Before the summer draws to a close, we’re going to be taking some time to visit the shores… “Chesapeake Shores.” The Hallmark Channel original series recently returned for season 2 and with it, even more critical acclaim.

We sat down with O’Brien family member Laci J Mailey to discuss how she tapped into the “Chesapeake Shores” source material, the impending Jess mess, and why “Supernatural” is the right kind of rite of passage.

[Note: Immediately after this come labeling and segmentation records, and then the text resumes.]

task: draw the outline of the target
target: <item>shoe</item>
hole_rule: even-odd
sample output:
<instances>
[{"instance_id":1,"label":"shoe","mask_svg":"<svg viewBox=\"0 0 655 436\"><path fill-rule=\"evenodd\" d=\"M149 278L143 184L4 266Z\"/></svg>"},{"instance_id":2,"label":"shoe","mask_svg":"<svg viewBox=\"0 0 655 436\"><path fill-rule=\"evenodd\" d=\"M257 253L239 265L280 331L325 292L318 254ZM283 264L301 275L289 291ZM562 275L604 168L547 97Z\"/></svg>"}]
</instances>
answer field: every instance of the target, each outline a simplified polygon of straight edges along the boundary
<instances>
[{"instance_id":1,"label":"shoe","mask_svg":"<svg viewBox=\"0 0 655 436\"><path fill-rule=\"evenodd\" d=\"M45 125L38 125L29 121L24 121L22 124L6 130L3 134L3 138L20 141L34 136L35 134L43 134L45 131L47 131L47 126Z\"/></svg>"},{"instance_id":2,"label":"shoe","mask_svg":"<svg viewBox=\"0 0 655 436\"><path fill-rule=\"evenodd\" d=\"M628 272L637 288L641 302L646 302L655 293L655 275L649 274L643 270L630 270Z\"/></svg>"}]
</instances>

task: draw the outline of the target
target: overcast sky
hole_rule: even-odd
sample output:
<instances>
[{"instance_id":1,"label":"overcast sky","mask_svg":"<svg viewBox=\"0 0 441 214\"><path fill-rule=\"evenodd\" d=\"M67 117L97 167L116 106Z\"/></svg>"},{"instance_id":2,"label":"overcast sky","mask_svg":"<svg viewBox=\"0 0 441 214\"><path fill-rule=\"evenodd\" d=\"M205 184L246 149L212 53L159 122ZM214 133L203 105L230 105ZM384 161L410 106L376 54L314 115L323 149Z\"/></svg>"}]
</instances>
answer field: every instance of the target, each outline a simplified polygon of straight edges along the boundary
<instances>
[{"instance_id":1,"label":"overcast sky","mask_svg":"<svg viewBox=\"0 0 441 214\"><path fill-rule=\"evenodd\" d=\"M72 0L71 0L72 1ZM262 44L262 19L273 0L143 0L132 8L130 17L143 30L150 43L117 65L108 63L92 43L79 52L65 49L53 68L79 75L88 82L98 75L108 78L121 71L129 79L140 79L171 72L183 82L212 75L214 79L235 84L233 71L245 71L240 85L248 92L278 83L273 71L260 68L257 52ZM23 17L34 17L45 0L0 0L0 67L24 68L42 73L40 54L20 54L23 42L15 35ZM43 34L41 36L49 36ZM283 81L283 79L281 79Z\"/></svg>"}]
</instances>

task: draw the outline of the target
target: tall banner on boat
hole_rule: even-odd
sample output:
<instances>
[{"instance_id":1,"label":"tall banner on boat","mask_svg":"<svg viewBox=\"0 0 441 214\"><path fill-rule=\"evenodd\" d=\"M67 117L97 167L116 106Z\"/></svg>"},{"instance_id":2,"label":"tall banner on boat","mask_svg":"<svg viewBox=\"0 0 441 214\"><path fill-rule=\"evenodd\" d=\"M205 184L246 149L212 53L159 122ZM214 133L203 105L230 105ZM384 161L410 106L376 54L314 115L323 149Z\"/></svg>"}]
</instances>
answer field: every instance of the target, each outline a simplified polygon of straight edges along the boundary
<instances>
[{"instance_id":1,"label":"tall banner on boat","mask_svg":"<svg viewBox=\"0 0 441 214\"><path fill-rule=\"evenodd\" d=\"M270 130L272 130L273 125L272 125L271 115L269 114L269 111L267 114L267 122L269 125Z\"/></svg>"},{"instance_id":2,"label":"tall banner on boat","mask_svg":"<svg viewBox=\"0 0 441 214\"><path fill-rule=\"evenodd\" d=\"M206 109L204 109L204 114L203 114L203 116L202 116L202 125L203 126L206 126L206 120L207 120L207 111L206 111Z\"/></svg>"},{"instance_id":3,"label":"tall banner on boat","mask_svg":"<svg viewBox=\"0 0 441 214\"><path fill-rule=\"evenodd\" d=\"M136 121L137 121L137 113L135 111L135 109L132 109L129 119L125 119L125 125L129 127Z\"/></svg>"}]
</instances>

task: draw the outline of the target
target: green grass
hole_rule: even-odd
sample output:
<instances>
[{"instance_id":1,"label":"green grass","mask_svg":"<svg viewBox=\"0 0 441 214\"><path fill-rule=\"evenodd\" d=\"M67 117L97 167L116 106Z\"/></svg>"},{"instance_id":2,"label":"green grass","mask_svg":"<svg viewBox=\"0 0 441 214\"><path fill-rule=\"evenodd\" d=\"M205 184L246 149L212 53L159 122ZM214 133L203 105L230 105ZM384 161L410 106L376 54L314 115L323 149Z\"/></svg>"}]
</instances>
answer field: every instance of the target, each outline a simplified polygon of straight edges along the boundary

TrunkSpace: “Chesapeake Shores” is based on Sherryl Woods’ book series. In your interaction with viewers, has the show been attracting fans of both the source material and those who knew nothing about the novels beforehand?
Mailey: YES! Sherryl Woods’ books are New York Times Bestsellers – so yes. Absolutely her fans have followed her work into the TV series. Sometimes the fans of the books get a little upset that we haven’t exactly followed the original storylines, but Sherryl allowed us a beautiful framework to play with these characters and I think at the end of the day, everyone is okay with that. I believe we are honoring the characters she has created.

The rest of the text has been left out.